Garden Pots & Large Planting PotsTwo new tools for dwarves are the variation of garden & large planting pots made of ceramic material & metal, a alternative way of thinking about garden pots & large planting pots are that they are '
cages' for plants, plants put inside garden pots can have the garden pot removed but the plant remains within it, wheras unless the plant is a tree or large it has to be removed first.
Garden Pots - These handle plants and grasses, where they contain plants like herbs that grow naturally rather than intensively like they do on the farm to be collected by herbalists. In their natural intended state they can be buried in the ground (see
'plant the pot') to allow the plant to grow and be fed fertiliser on that spot or placed as a
decoration to have the plant seeded in afterwards.
Large Garden Pots - Used for very dense plants (not yet implemented, thinking
Titan-arum or potentially hostile giant variant plants for savage biomes) and for trees themselves, accepting saplings which later grow in to full trees when buried, which ideally is used for making orchards available vertical space.
- Fertiliser can be used on pots to speed growth, though it does not affect yield seasonally, which without more defined tree growth times can split the 10 year wait into five and continued use beyond that can adjust how it grows into the vertical space above it.
To actually
plant the pot onto the ground you need a soil or muddied block, so the requirements remain mostly the same but the player has manual control to put plants into areas. Grass will not spread in cavernous conditions, and remain single tile examples and still be subject to the biome around it unless put into a muddied outdoors revealed cavern where it will spread to the adjacent space, fertilizer will accelerate its growth and spread until it is self dependent.
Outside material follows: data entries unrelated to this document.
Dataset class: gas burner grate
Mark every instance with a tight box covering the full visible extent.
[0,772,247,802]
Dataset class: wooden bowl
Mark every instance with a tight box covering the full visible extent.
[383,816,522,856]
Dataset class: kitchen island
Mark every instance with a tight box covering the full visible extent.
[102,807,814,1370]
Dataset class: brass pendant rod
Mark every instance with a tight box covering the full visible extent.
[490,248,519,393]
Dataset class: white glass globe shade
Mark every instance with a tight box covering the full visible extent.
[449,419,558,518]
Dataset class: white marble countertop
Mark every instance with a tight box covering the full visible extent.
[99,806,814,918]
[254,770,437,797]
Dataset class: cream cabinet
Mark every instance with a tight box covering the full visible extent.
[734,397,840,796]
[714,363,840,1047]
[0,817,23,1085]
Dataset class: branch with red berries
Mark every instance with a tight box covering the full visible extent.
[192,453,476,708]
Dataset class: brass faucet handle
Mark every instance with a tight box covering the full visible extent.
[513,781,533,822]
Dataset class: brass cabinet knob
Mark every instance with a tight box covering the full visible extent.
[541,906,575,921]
- In use of a practical application, this can be used to set up more efficient pasture spaces without collapsing dirt from aboveground, and cater to creatures with specific grazing requirements like pandas by especially inputting & fertilising bamboo to spread rapidly in a large confined space so that you may pasture the creatures over it easily.
Decorative purpose.Garden & plant pots when placed as the object themselves virtually anywhere instead of rooted in the ground can be decorations that appeal to naturalistic needs and contribute to the room with the value of the plant products in it, while some dwarves may be uneasy with the prospect of having plants inside most are ambivalently interested nonetheless.
- Sunberries and valley herbs are very popular but rare examples of above-ground plants, and dwarves may be partial to having favourite plants if they have a particular need to hang around in nature. Underground plants will not disturb dwarves so much but tend to be generally common and under-valued
- Saplings inside large garden plots put in as decorations will not grow into real trees, but instead a unique kind of decorative bonsai tree that gives precisely 1 wood when harvested, but has its own moderate value. Dwarves who like that wood type will be appreciative of the bonsai. Including mini cavernous mushroom tree bonsai's.
A collection of thoughts that might brand me a elf-friend, but cover a important aspect of DF that few dwarves like to admit that despite hating nature, they really really like the taste of apple cider and other fruit and vegetable beers.